Compte tenu de ce qui précède, nous croyons que la première recommandation de ce rapport ne va simplement pas assez loin. Nous sommes d’avis que la meilleure façon pour le gouvernement de procéder est de créer une agence d’information sur l’énergie entièrement indépendante pour le Canada. Nous estimons que le témoignage reflète le fait que, bien que les organismes actuels aient l’expertise et la capacité voulues pour assurer nombre de ces fonctions, ils n’ont simplement pas l’autonomie requise sur le plan politique ou la confiance nécessaire du public pour avoir la meilleure incidence et donner les meilleurs résultats aux Canadiens. Allan Fogwill, président de l’Institut canadien de recherche énergétique, a témoigné devant le comité concernant les questions entourant la structure potentielle de cet organe et l’importance de son indépendance. Il a déclaré ce qui suit :

« Un tel modèle pourrait fonctionner, mais le problème est double: dans un premier temps, en raison de la structure de financement, l'organisme est toujours redevable à une tierce partie. Peu importe l'organisation pour laquelle vous travaillez, on sait toujours d'où vient l'argent et on veut toujours s'assurer de ne pas mordre la main qui nous nourrit. Si les fonds étaient bien établis et sûrs, alors l'entité jouirait d'une indépendance en ce sens.
« L'Energy Information Administration des États-Unis en est un exemple. Elle a été créée dans les années 1970, et différentes parties se sont attaquées à elle, en ce qui a trait tant à la législation, qu'à des questions budgétaires, mais les attaques sont restées vaines. On peut s'attaquer au financement d'une organisation; c'est donc là l'un des aspects.
« L'autre aspect, c'est la fonction de secrétariat, parce que ces employés peuvent être choisis par une autre entité, et elle choisira des personnes aux vues similaires aux siennes. Je ne dis pas que c'est ce qui arrive, mais l'occasion est là.
« Si c'est possible, alors d'autres personnes se pencheront sur la question et diront qu'il y a un problème de crédibilité. Il y a un problème de crédibilité lié au budget et à la dotation. »
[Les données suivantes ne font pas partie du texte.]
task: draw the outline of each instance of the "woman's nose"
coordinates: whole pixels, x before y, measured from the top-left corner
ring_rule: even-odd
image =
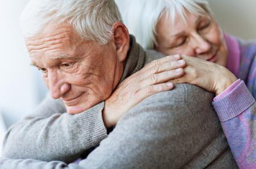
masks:
[[[198,55],[207,53],[211,49],[211,44],[198,34],[194,37],[192,43],[195,53]]]

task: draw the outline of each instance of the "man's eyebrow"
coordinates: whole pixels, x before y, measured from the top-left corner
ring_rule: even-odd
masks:
[[[32,67],[37,67],[37,68],[39,67],[39,66],[37,66],[37,65],[36,63],[34,63],[34,62],[30,63],[30,65],[31,65]]]
[[[76,59],[77,57],[73,56],[73,55],[70,55],[68,54],[58,54],[57,56],[53,56],[54,59]]]

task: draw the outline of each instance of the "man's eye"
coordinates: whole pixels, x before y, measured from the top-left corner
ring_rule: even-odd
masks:
[[[211,22],[210,22],[207,23],[207,24],[202,25],[202,26],[199,28],[198,30],[199,31],[202,31],[202,30],[208,28],[210,23],[211,23]]]
[[[186,43],[186,38],[184,38],[181,42],[179,43],[178,44],[173,46],[173,48],[181,47]]]
[[[41,71],[42,73],[46,73],[47,72],[47,69],[46,69],[46,68],[38,68],[38,70]]]
[[[69,63],[63,64],[62,64],[62,66],[66,67],[66,68],[68,68],[70,66],[70,64]]]
[[[72,65],[72,63],[63,63],[61,65],[61,67],[63,68],[71,68]]]

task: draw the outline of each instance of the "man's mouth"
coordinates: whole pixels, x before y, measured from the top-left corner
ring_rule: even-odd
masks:
[[[66,104],[67,105],[72,105],[75,103],[77,98],[78,98],[81,95],[83,95],[83,93],[81,93],[80,95],[72,97],[72,98],[62,98],[62,100],[63,101],[64,103]]]

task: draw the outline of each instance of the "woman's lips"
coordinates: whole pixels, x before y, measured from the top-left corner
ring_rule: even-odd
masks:
[[[217,58],[217,52],[210,59],[208,59],[207,61],[211,62],[214,62],[216,61]]]

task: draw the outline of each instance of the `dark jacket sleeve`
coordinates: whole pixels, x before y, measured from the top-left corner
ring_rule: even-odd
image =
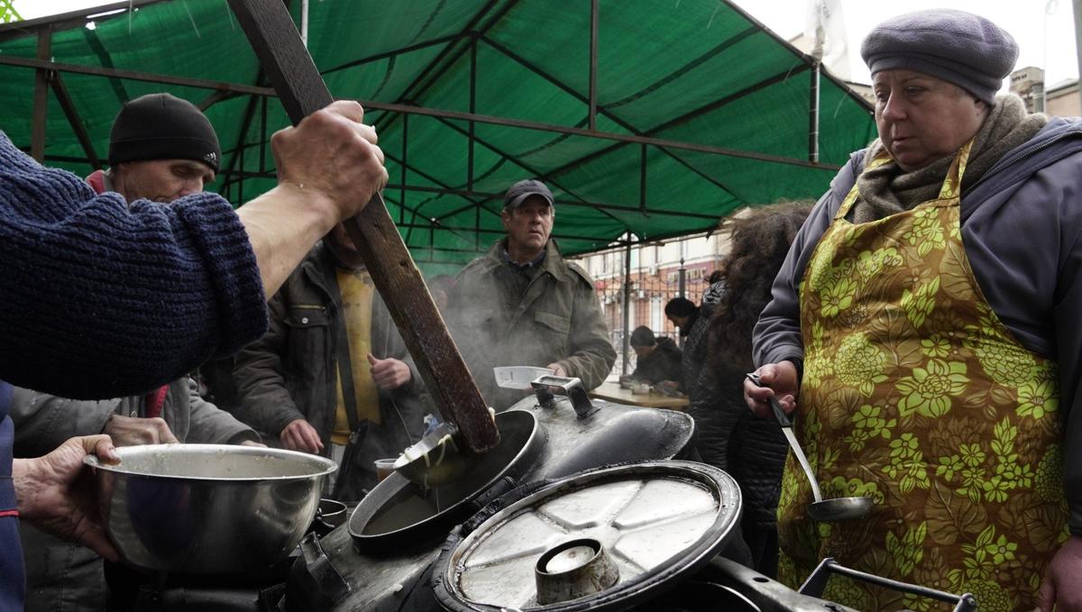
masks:
[[[136,395],[266,329],[255,255],[226,200],[128,207],[3,134],[0,262],[0,378],[18,386]]]
[[[270,329],[237,355],[234,377],[239,404],[234,414],[259,431],[279,436],[290,422],[304,418],[286,387],[282,355],[288,328],[281,292],[269,303]]]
Nous croyons que, bien que nous prenions le temps de créer un centre de données sur l’énergie nationale, nous devons réussir du premier coup. Selon nous, il nous faut créer une agence entièrement indépendante et ne pas nous borner à l’annexer à un ministère fédéral existant. Nous estimons qu’une nouvelle agence pleinement autonome permettra non seulement d’obtenir les meilleurs résultats concernant la collecte et l’analyse adéquates des données sur l’énergie et la facilité d’y accéder et de les utiliser, mais que son indépendance contribuera aussi à rétablir la confiance du public à l’égard du processus de réglementation de l’énergie au Canada.

Nous comprenons que le fait d’opter pour cette approche pourrait coûter plus cher que prévu au départ, mais comme Monica Gattinger l’a fait remarquer, nous devons penser aux « coûts de la mise en place d’un système qui ne serait pas jugé crédible et indépendant par toutes les parties en matière d’énergie ». Nous croyons que, dans le contexte actuel, il faudra engager plus de dépenses initiales que prévu et que, grâce aux erreurs commises par les gouvernements précédents, c’est un coût qui est non seulement justifié, mais qui est aussi tout à fait nécessaire pour pouvoir obtenir les meilleurs résultats possibles à cet égard.